Personal information
- Full name: Cornelius John Regan
- Born: 30 September 1934 Palmyra, Western Australia, Australia
- Died: 11 May 2007 (aged 72) Vancouver, British Columbia, Canada

Playing career
- Years: Club / Games (Goals)
- 1953–1965: East Fremantle / 262 (147)

= Con Regan =

Australian rules footballer

Cornelius John "Con" Regan (30 September 1934 – 11 May 2007) was an Australian rules footballer for the East Fremantle Football Club in the West Australian National Football League (WANFL) from 1953 until 1965.
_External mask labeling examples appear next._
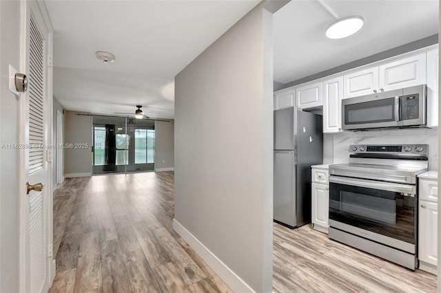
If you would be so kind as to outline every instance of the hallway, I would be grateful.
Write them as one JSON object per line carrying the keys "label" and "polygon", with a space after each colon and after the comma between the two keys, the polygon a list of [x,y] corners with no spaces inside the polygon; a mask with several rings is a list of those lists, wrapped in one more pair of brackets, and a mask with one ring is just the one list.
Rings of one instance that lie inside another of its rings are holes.
{"label": "hallway", "polygon": [[231,292],[173,217],[173,172],[65,180],[54,195],[50,292]]}

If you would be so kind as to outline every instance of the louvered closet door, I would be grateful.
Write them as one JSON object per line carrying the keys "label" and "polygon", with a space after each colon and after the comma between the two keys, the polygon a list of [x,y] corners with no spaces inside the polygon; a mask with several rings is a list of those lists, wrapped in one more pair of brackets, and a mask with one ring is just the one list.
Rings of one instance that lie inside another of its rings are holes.
{"label": "louvered closet door", "polygon": [[[28,2],[29,3],[29,2]],[[23,182],[42,183],[41,191],[31,191],[25,195],[24,212],[25,241],[21,251],[24,259],[21,284],[23,292],[47,292],[48,289],[48,168],[46,162],[48,143],[48,81],[46,72],[46,46],[48,44],[44,23],[39,10],[32,3],[27,4],[25,74],[28,88],[25,98],[25,177]]]}

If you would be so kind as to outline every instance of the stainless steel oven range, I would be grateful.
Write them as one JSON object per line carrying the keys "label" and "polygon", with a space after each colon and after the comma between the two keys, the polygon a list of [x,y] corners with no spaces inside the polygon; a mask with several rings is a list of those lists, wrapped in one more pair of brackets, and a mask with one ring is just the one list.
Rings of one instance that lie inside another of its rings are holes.
{"label": "stainless steel oven range", "polygon": [[349,163],[329,166],[329,237],[415,270],[416,175],[427,144],[349,146]]}

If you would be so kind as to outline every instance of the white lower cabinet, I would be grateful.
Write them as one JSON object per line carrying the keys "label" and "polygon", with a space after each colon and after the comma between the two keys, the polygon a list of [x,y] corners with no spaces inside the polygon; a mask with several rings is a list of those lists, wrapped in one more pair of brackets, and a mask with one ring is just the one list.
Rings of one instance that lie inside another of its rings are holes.
{"label": "white lower cabinet", "polygon": [[314,229],[328,232],[329,183],[327,169],[312,167],[311,222]]}
{"label": "white lower cabinet", "polygon": [[[427,173],[434,175],[435,172]],[[420,269],[437,273],[438,265],[438,182],[419,177],[418,260]]]}
{"label": "white lower cabinet", "polygon": [[326,184],[313,183],[311,195],[311,221],[315,229],[327,232],[329,187]]}

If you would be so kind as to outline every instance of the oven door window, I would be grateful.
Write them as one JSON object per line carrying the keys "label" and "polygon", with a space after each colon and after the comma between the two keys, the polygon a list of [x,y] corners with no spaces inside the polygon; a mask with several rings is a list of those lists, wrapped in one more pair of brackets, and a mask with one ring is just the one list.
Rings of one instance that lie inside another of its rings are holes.
{"label": "oven door window", "polygon": [[396,120],[395,98],[349,104],[345,106],[345,124],[365,124]]}
{"label": "oven door window", "polygon": [[337,183],[329,187],[330,219],[416,243],[416,197]]}

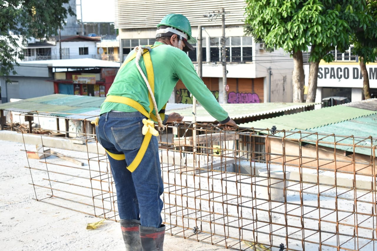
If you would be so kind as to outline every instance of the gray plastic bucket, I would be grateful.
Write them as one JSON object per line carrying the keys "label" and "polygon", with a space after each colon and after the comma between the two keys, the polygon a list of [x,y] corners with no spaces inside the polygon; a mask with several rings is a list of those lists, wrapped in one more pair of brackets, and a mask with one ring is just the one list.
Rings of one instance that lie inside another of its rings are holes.
{"label": "gray plastic bucket", "polygon": [[[261,190],[262,197],[268,199],[268,193],[271,195],[271,200],[278,201],[284,201],[284,171],[282,168],[273,167],[270,168],[270,176],[267,168],[262,168],[258,170],[259,176],[262,180],[259,184],[266,187],[259,187]],[[290,171],[285,171],[285,179],[289,179],[291,173]],[[269,179],[265,178],[270,178]],[[277,179],[277,178],[281,179]],[[286,187],[288,185],[288,181],[285,181]]]}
He was the first East Fremantle player to play 250 games and represented Western Australia on 7 occasions, including the state's second ever National Carnival winning team in 1961. He played in the finals in every season that he played, including eight grand finals, but was only part of a successful premiership in 1957. Known primarily as a tough defender, he could also play forward, leading the East Fremantle goalkicking in 1955 with 65 goals.

After retiring from WANFL football he continued to play and coach in Katanning and Donnybrook, where he was stationed as a police officer.

He is a life member of East Fremantle Football Club, a legend in the Fremantle Football Hall of Legends, a member of both the WAFL 200 Club and the Fremantle City Hall of Fame. He was named as the full back in East Fremantle's Team of the Century in 1997. In 1995 he became the Fremantle Football Club's inaugural team manager and was awarded the Jack Titus Award in 2003 by the Australian Football League as recognition of outstanding service to football. He was also a vice-patron of the club.

Many other members of his extended family also played football and other sports in Fremantle, including former AFL players Daniel Kerr and Shaun McManus, and the women's football player Sam Kerr.

Following his death whilst on holiday in Canada with his wife Beryl, the Fremantle Football Club paid tribute to Regan by wearing black armbands and having a minute of silence before their Round 7 game against Hawthorn at Subiaco Oval on 12 May 2007.